Parsing Expression Grammars, part 1

Parsing Expression Grammars (PEGs) define a powerful class of matchers for recognizing strings of a formal language [1]. They’re well suited to parsing the syntax of computer languages. PEG-based tools like OMeta [2] have been successfully applied to a wide variety of transformation problems [3] [4].

The fundamental elements of PEGs can be described compactly and elegantly using actors. They provide a perfect opportunity to illustrate use of multiple “continuation” customers, and lazy initialization based on an executable specification. As usual with actors, the implementation focuses on events, in the form of asynchronous messages. Event transitions drive the process of parsing an input stream.

Tuple Streams

Parser/tokenizers process sequences of input symbols. We will use a simple stream protocol to provide symbols as needed from a tuple (usually a literal). We will find it convenient to ignore NIL at the end of a tuple, treating it as end-of-stream. This makes it easier to build variable length input sequences. As each symbol is extracted from the tuple, we cache the value so it can be returned immediately on subsequent requests. In this case, the cache doesn’t buy us much in the way of performance, but it demonstrates lazy initialization and caching techniques in a simple example.

CREATE stream_end WITH \(cust, _).[ SEND stream_end TO cust ]
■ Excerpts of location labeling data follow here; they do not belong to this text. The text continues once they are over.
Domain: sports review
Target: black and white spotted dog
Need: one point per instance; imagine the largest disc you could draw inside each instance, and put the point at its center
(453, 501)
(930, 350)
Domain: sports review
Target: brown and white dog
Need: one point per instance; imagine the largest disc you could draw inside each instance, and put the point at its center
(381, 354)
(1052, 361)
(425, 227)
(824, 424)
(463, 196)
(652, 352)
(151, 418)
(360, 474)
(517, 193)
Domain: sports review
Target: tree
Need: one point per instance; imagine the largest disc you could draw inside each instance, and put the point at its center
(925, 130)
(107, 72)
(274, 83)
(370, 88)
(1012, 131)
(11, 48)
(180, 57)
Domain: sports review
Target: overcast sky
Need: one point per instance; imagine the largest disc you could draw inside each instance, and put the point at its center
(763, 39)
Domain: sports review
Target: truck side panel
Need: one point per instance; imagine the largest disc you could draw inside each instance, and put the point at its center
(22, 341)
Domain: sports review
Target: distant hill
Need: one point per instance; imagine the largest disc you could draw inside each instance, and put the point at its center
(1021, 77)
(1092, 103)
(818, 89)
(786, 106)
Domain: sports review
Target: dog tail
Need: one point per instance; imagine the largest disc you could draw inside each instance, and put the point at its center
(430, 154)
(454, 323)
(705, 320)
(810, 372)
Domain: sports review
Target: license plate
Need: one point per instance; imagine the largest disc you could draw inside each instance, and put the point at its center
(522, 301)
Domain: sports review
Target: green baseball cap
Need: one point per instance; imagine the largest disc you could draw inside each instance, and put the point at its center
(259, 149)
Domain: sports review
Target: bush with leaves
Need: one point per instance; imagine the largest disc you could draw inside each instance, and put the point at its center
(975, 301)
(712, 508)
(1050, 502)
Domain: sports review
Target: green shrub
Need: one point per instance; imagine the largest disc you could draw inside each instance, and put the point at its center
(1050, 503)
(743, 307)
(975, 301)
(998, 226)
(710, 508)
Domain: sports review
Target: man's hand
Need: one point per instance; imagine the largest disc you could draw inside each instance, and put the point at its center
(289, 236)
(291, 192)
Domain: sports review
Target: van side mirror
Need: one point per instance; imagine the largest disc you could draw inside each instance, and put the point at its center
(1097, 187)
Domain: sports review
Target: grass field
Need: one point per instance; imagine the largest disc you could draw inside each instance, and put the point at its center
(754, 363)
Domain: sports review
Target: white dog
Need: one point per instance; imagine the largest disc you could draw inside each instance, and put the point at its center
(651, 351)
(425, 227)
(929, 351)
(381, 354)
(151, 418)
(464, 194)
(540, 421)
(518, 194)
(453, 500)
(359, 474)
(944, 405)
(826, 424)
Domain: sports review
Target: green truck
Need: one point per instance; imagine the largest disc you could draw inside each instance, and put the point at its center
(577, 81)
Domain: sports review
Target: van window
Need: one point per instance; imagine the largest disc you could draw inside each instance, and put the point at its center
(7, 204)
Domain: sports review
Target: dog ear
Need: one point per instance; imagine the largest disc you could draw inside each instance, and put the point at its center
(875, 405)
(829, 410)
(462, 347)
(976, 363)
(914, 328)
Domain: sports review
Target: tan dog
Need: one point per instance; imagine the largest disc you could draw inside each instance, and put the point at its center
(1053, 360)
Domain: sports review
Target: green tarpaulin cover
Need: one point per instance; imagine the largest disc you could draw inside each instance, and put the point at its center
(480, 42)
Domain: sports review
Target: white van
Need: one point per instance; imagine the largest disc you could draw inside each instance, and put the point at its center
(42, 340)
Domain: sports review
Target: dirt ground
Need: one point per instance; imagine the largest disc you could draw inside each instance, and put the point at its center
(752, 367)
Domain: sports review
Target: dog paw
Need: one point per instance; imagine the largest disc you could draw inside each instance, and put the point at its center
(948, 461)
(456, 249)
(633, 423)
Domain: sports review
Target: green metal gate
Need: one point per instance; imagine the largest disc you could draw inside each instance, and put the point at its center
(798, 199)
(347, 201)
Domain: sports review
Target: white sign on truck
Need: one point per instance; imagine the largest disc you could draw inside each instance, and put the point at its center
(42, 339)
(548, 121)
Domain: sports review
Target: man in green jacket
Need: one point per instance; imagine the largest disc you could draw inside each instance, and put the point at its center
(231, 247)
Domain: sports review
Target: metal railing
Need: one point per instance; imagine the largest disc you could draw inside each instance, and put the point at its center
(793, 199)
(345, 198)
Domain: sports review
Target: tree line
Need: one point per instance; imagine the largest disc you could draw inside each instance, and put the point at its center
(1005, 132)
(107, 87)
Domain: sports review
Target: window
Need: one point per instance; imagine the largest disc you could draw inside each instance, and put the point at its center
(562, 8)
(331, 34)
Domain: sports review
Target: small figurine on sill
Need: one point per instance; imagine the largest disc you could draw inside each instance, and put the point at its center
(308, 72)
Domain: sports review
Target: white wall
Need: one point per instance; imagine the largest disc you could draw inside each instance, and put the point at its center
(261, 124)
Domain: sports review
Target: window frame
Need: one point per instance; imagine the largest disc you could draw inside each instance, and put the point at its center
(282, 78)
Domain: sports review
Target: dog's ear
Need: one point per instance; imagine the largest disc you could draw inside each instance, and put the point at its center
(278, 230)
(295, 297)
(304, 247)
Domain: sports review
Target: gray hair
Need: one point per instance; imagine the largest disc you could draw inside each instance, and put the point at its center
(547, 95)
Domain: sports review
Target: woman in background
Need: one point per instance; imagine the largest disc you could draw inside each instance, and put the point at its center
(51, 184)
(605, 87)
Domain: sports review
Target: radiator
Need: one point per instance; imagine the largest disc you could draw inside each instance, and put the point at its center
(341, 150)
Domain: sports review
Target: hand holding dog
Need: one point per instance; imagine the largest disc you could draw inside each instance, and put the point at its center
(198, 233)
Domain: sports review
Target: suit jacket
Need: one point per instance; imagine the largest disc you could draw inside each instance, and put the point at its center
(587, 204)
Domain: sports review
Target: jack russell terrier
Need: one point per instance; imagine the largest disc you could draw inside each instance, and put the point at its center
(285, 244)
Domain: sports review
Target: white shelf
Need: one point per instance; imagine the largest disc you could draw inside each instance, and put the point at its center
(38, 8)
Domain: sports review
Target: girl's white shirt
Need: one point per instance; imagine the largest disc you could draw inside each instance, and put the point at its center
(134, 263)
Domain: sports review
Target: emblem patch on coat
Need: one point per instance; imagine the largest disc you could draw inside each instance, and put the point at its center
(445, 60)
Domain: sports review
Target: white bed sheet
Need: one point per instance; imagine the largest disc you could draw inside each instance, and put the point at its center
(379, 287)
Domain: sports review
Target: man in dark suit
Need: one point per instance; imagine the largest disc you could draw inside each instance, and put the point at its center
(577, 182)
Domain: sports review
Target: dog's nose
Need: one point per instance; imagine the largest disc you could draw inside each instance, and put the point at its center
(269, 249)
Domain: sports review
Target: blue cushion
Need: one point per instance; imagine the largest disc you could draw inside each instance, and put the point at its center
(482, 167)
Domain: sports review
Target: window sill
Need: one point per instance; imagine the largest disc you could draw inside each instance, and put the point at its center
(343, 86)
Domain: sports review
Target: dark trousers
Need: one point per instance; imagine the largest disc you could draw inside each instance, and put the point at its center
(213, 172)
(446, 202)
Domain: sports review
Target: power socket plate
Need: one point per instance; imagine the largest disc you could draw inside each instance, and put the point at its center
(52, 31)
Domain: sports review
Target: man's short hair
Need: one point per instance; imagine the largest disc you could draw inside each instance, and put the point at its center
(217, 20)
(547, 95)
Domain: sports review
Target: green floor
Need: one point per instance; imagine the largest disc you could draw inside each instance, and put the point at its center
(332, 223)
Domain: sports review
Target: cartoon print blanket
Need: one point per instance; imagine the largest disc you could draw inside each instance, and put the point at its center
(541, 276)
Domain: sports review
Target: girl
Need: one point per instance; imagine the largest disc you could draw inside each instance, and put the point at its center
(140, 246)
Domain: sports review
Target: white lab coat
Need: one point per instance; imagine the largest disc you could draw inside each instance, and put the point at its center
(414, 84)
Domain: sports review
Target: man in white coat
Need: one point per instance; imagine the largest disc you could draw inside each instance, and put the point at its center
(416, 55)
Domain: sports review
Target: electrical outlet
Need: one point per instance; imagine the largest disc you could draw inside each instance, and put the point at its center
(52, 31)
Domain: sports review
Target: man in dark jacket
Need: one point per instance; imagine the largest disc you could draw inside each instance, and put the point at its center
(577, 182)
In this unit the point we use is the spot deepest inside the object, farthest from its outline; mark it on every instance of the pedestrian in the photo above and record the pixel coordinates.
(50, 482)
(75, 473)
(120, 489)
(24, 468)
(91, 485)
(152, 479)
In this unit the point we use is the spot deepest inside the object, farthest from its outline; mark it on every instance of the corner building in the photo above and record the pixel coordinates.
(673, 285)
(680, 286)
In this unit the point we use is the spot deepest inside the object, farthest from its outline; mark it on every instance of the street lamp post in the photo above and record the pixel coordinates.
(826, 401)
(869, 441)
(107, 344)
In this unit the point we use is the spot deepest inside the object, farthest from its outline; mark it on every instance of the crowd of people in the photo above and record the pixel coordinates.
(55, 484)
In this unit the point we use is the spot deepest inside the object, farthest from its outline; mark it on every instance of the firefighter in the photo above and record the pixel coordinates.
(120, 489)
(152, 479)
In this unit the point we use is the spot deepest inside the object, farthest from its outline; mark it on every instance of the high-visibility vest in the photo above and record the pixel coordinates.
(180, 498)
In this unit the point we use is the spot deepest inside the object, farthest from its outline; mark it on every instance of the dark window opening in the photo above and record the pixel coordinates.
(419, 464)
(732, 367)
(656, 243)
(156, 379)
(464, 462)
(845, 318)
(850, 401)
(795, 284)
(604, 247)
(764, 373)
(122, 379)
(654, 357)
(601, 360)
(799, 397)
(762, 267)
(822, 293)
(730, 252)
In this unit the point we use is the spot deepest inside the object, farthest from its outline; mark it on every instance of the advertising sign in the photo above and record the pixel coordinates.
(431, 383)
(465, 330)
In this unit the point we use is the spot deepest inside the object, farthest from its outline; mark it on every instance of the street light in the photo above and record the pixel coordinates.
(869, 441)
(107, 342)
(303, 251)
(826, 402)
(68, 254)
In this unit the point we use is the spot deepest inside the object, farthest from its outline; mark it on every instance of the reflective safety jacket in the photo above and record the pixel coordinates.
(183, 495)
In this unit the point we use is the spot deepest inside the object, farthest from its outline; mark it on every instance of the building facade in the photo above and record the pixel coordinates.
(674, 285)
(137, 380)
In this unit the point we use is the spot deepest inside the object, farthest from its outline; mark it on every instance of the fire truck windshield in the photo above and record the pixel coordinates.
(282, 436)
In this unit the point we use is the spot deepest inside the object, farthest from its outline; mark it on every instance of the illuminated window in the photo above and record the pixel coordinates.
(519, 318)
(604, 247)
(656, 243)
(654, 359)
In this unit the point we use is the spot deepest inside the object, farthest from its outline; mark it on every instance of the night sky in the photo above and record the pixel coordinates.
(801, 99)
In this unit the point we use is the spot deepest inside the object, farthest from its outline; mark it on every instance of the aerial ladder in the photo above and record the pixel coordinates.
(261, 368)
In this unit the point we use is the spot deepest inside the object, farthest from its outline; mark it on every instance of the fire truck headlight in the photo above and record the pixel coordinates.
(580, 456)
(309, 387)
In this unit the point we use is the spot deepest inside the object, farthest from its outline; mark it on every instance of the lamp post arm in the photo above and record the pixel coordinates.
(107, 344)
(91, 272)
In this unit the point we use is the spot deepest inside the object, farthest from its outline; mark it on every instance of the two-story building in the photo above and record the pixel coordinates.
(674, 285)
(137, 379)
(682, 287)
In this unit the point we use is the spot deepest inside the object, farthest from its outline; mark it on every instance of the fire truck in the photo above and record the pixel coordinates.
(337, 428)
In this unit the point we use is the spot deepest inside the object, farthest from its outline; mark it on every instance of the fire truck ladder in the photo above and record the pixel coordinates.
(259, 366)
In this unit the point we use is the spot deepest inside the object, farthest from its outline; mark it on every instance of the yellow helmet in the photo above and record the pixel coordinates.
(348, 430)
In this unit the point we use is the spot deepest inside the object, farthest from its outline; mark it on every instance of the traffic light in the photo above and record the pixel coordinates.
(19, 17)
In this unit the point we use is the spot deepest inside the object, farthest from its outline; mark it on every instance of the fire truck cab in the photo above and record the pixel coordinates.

LET tuple_stream_beh(tuple) = \(cust, #read).[
	CASE tuple OF
	NIL : [
		BECOME \(cust, #read).[
			SEND stream_end TO cust
		]
	]
	(first, rest) : [
		CREATE next WITH tuple_stream_beh(rest)
		BECOME \(cust, #read).[
			SEND (first, next) TO cust
		]
	]
	last : [
		BECOME \(cust, #read).[
			SEND (last, stream_end) TO cust
		]
	]
	END
	SEND (cust, #read) TO SELF
]

When tuple_stream_beh receives a #read request, it BECOMEs one of three distinct behaviors, based on what kind of tuple was provided. If tuple is NIL, the new behavior sends stream_end to the customer cust. If tuple is a pair, the next stream is created from rest and the new behavior sends the first token and the next stream to the customer. If tuple is any other value, the new behavior sends this last value and stream_end to the customer. Once the appropriate behavior has been selected, the original message is sent to the modified SELF and processed accordingly. In general, the stream responds with either stream_end, or a pair consisting of a token value and the stream actor to read from next.

Test Fixtures

We need a little more infrastructure in order to test our parsers. We will use a couple of simple clients, ok for success, and fail for failure. All of our examples will re-use a simple pre-defined input stream src. This stream consists of the Unicode code-points for a tab (9), a space (32), the digit zero (48), the digit one (49), a period (88), carriage-return (13) and finally line-feed (10).

LET label_beh(cust, label) = \msg.[ SEND (label, msg) TO cust ]

CREATE ok WITH label_beh(println, #ok)
CREATE fail WITH label_beh(println, #fail)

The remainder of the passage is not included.